Geoff Gibbons

Songwriter Profile: Geoff Gibbons

Morrison Hotel, Yankee Hotel, Hotel California––locales that give title to collections of music. Add to this list Buffalo Hotel, a 12-song full-length from singer-songwriter Geoff Gibbons. Each of the songs on the album represents a distinct story. The through line is Gibbons’ extrasensory capacity for defining characters, and the remarkable empathy that he shares in his portrayals.

Based in Vancouver, BC, Canada, Gibbons has decades of experience as a songwriter, musician, producer and engineer. He also creates songs and scores for television shows, animation and feature films, and he has performed on bills with Emmylou Harris, David Crosby and other artists.

The lyrics that annotate the songs of Buffalo Hotel are rich in metaphors and infused with conflict and contradictions. “Two sides of a story/Double edges of a sword,” as Gibbons sings in “The Other Side.” While the weathered hotel remains stationary, the characters are transitory: From the hitchhiker in “Ain’t Goin’ Back” to the unemployed traveler who is “Carolina Bound.” On “Me and Buffalo Bill,” the protagonist promises, “We’ve got some ghosts to kill,” a deft paradox; ending the existence of forces already dead.

As revealed on Buffalo Hotel, Gibbons is a soulful vocalist. “I was a singer from a young age,” he explains. “My mum plopped me on the stage with the BC (British Columbia) Boys Choir when I was nine, and I became the soloist after a year. We toured Europe, and I was making records at 10. I can remember being scared shitless, as I was shoved out in front of a thousand people in Rotterdam, Holland.”

He also remembers his reaction to the synthesis of rock and country as originated by Gram Parsons, the Byrds and other Southern California creators. “I was smitten by California country when I was a teenager. I couldn’t get enough long-haired guys playing country-infused music with a pedal steel guitar player.”

Having recorded a string of releases, Gibbons notes that Buffalo Hotel is a deeply personal project. It originated with a trip through the American south as Geoff and two friends visited Muscle Shoals and Nashville, and traveled to Memphis where they visited the Lorraine Motel where Dr. Martin Luther King was shot.
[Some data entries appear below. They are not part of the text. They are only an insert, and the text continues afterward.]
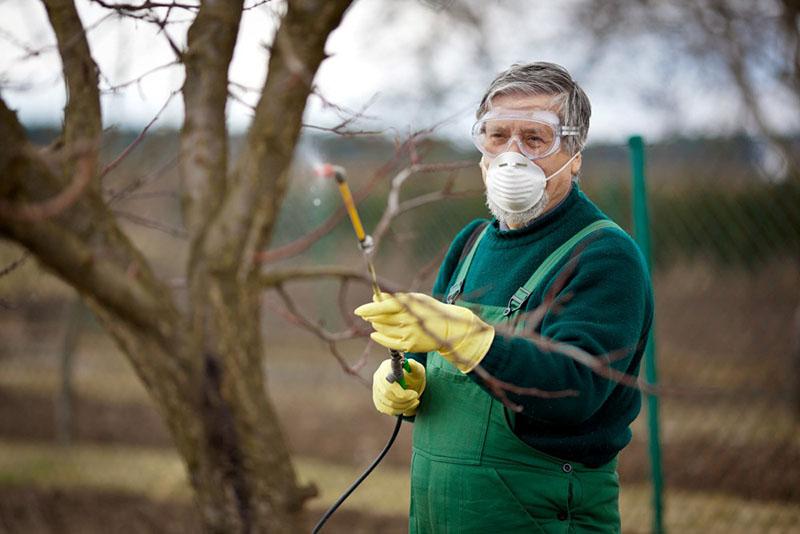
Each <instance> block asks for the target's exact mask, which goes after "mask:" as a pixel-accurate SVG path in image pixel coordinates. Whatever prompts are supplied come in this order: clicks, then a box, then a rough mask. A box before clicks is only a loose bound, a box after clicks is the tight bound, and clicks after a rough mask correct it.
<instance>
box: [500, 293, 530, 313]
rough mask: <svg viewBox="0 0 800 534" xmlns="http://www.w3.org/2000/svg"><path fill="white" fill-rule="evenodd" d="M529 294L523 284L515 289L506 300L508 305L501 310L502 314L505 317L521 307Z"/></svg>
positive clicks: (527, 299) (518, 309) (527, 298)
mask: <svg viewBox="0 0 800 534" xmlns="http://www.w3.org/2000/svg"><path fill="white" fill-rule="evenodd" d="M530 296H531V292H530V291H528V290H527V289H525V286H523V287H520V288H519V289H517V290H516V291H515V292H514V294H513V295H511V299H509V301H508V306H506V309H505V310H503V315H504V316H506V317H507V316H509V315H511V314H512V313H514V312H515V311H517V310H519V309H520V308H522V306H523V305H524V304H525V302H526V301H527V300H528V297H530Z"/></svg>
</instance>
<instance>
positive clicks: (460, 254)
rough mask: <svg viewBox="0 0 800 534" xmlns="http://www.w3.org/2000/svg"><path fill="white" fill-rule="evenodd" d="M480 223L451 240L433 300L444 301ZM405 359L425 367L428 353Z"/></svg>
mask: <svg viewBox="0 0 800 534" xmlns="http://www.w3.org/2000/svg"><path fill="white" fill-rule="evenodd" d="M482 222H484V219H475V220H474V221H472V222H470V223H469V224H468V225H467V226H465V227H464V228H462V229H461V231H460V232H459V233H458V234H457V235H456V237H455V239H453V242H452V243H451V244H450V248H449V249H448V250H447V254H446V255H445V257H444V261H443V262H442V264H441V265H440V266H439V274H438V275H437V276H436V281H435V282H434V284H433V291H432V295H433V297H434V298H435V299H438V300H444V296H445V295H446V294H447V290H448V288H449V287H450V282H451V280H452V278H453V276H454V275H455V272H456V268H457V267H458V264H459V263H460V261H459V260H460V258H461V256H462V254H461V252H462V251H463V249H464V245H465V244H466V243H467V240H468V239H469V236H470V235H472V232H473V231H474V230H475V228H476V227H477V226H478V225H479V224H481V223H482ZM406 357H408V358H411V359H413V360H416V361H418V362H419V363H421V364H422V365H426V364H427V361H428V353H426V352H408V353H406Z"/></svg>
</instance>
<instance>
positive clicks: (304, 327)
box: [275, 285, 369, 386]
mask: <svg viewBox="0 0 800 534" xmlns="http://www.w3.org/2000/svg"><path fill="white" fill-rule="evenodd" d="M275 291H276V292H277V293H278V295H279V296H280V298H281V300H282V301H283V303H284V305H285V306H286V309H285V310H277V311H278V313H281V314H282V315H283V316H284V317H286V318H288V319H289V320H290V321H292V322H293V323H295V324H297V325H299V326H302V327H304V328H305V329H306V330H309V331H310V332H312V333H313V334H314V335H316V336H317V337H318V338H320V339H322V340H323V341H326V342H327V343H328V349H329V350H330V351H331V354H333V356H334V358H336V361H337V362H339V365H340V366H341V368H342V370H344V372H345V373H347V374H349V375H351V376H353V377H355V378H356V379H357V380H358V381H359V382H360V383H361V384H363V385H364V386H369V382H368V381H367V379H365V378H364V377H362V376H361V375H360V374H359V370H360V369H361V368H362V367H363V366H364V364H363V363H361V360H362V359H363V357H362V358H361V359H359V361H358V362H356V365H357V366H358V367H355V366H352V365H350V364H349V363H347V360H346V359H345V357H344V356H343V355H342V353H341V352H339V349H338V347H337V346H336V342H337V341H341V340H343V339H352V338H353V337H355V335H354V334H355V332H353V331H352V330H347V331H345V332H343V333H340V334H334V333H331V332H328V331H327V330H325V329H324V328H323V327H322V326H320V325H318V324H315V323H313V322H312V321H310V320H309V319H307V318H306V317H304V316H303V315H302V314H301V313H300V312H299V311H298V310H297V307H296V306H295V304H294V301H293V300H292V298H291V297H290V296H289V294H288V293H287V292H286V290H285V289H284V288H283V286H282V285H279V286H277V287H275Z"/></svg>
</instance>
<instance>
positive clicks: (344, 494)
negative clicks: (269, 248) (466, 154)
mask: <svg viewBox="0 0 800 534" xmlns="http://www.w3.org/2000/svg"><path fill="white" fill-rule="evenodd" d="M316 172H317V174H319V175H320V176H323V177H327V178H330V177H333V178H335V179H336V184H337V185H338V186H339V192H340V193H341V195H342V200H343V201H344V206H345V208H346V209H347V214H348V215H349V216H350V222H351V223H352V225H353V230H355V232H356V237H358V245H359V247H360V248H361V252H362V254H363V256H364V261H365V262H366V264H367V269H369V275H370V278H371V279H372V292H373V293H374V294H375V297H376V298H377V299H380V298H381V288H380V286H379V285H378V277H377V275H376V274H375V266H374V265H373V264H372V248H373V242H372V238H371V237H370V236H369V235H368V234H367V233H366V232H365V231H364V225H362V224H361V218H360V217H359V216H358V211H356V204H355V202H353V195H352V194H350V187H348V185H347V178H346V176H345V172H344V168H342V167H339V166H336V165H331V164H330V163H325V164H324V165H320V166H319V167H318V168H317V169H316ZM389 352H390V353H391V355H392V372H391V373H389V376H387V377H386V380H388V381H389V382H397V383H398V384H400V386H402V388H403V389H406V381H405V378H403V369H405V370H406V371H409V372H411V365H410V364H409V363H408V362H407V361H406V360H405V357H403V354H402V353H401V352H400V351H396V350H391V349H390V350H389ZM402 423H403V416H402V415H398V416H397V423H395V425H394V430H393V431H392V435H391V436H390V437H389V441H388V442H387V443H386V446H385V447H384V448H383V450H382V451H381V452H380V454H378V457H377V458H375V460H373V462H372V463H371V464H370V465H369V467H367V469H366V470H365V471H364V472H363V473H362V474H361V476H359V477H358V478H357V479H356V480H355V482H353V483H352V484H351V485H350V487H349V488H347V489H346V490H345V491H344V493H342V495H341V496H339V498H338V499H337V500H336V502H334V503H333V504H332V505H331V507H330V508H328V510H327V511H326V512H325V514H323V516H322V518H320V520H319V522H318V523H317V524H316V526H315V527H314V528H313V530H312V531H311V533H312V534H317V533H318V532H319V531H320V530H322V527H323V526H324V525H325V523H326V522H327V521H328V519H330V517H331V515H333V513H334V512H335V511H336V510H337V509H338V508H339V506H341V504H342V503H343V502H344V501H345V499H347V497H349V496H350V494H352V493H353V492H354V491H355V489H356V488H357V487H358V486H359V485H360V484H361V483H362V482H364V480H365V479H366V478H367V477H368V476H369V474H370V473H372V471H373V470H374V469H375V468H376V467H377V466H378V464H379V463H380V462H381V460H383V458H384V457H385V456H386V453H388V452H389V449H390V448H391V447H392V444H393V443H394V440H395V438H397V434H398V432H400V425H401V424H402Z"/></svg>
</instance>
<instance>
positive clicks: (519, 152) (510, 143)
mask: <svg viewBox="0 0 800 534" xmlns="http://www.w3.org/2000/svg"><path fill="white" fill-rule="evenodd" d="M505 151H506V152H516V153H517V154H522V155H523V156H524V155H525V154H524V153H523V152H522V147H521V146H520V144H519V138H517V136H516V135H515V136H513V137H512V138H511V139H509V141H508V145H506V150H505Z"/></svg>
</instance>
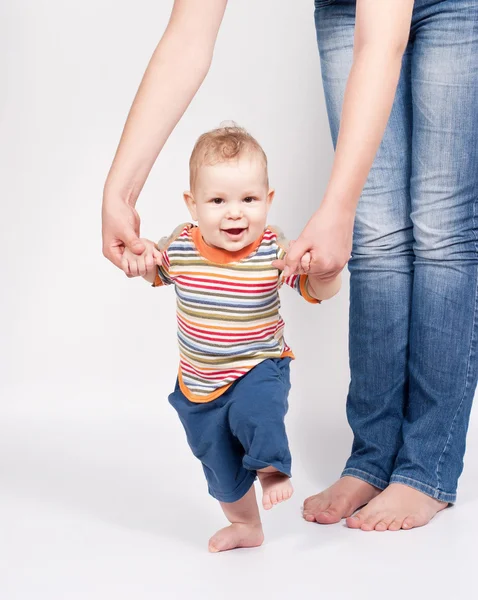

This immersion in history was intoxicating and inspiring. “To spend time in the belly of modern music was overwhelming,” Gibbons says. “It was like going to Mecca.”

The soul influences are evidenced on Buffalo Hotel as Gibbons vocals are elevated by the backing harmonies of the Sojourners, a trio of vocalists with old-school gospel sanctification. “They help solidify that Memphis vibe we were going through,” Gibbons notes.

In performance, Gibbons can present the songs solo. “I’m comfortable sitting with the acoustic and blasting them out, with a percussive style on the guitar. It also sounds good with a bass player.  The songs have to move on their own. When I’m singing a song I’m telling a story, and I don’t need a lot of instrumentation on top of it. I think the story comes from the delivery, and the delivery needs to come from the humanity.”

The opening track on the project titled, “Ain’t Goin’ Back,” sets the stage. Over layered acoustic guitars, a lyrical lead and a whistling pedal steel, the narrator ruminates on the still warm ashes of a love affair through a lens of cinematic clarity. “The wheels thunder by me on this highway/Yeah this rain is a demon.” Says Gibbons, “That song always gives me a picture coming back. I almost feel like a third person, and not the artist. I listen to it from an objective view. It allows me to go to the place that I was in when I wrote the song, but it always gets colored a little differently.”

While Buffalo Hotel represents a milestone in the career of Geoff Gibbons, it also stands as homage to the music that came before, the era when rock and country met at a fabled crossroads. “Those are the guys who shaped what drives me as an artist,” says Gibbons. “This is why this record is so important to me. This is my fifth album, but it comes around and represents what my real true love is.”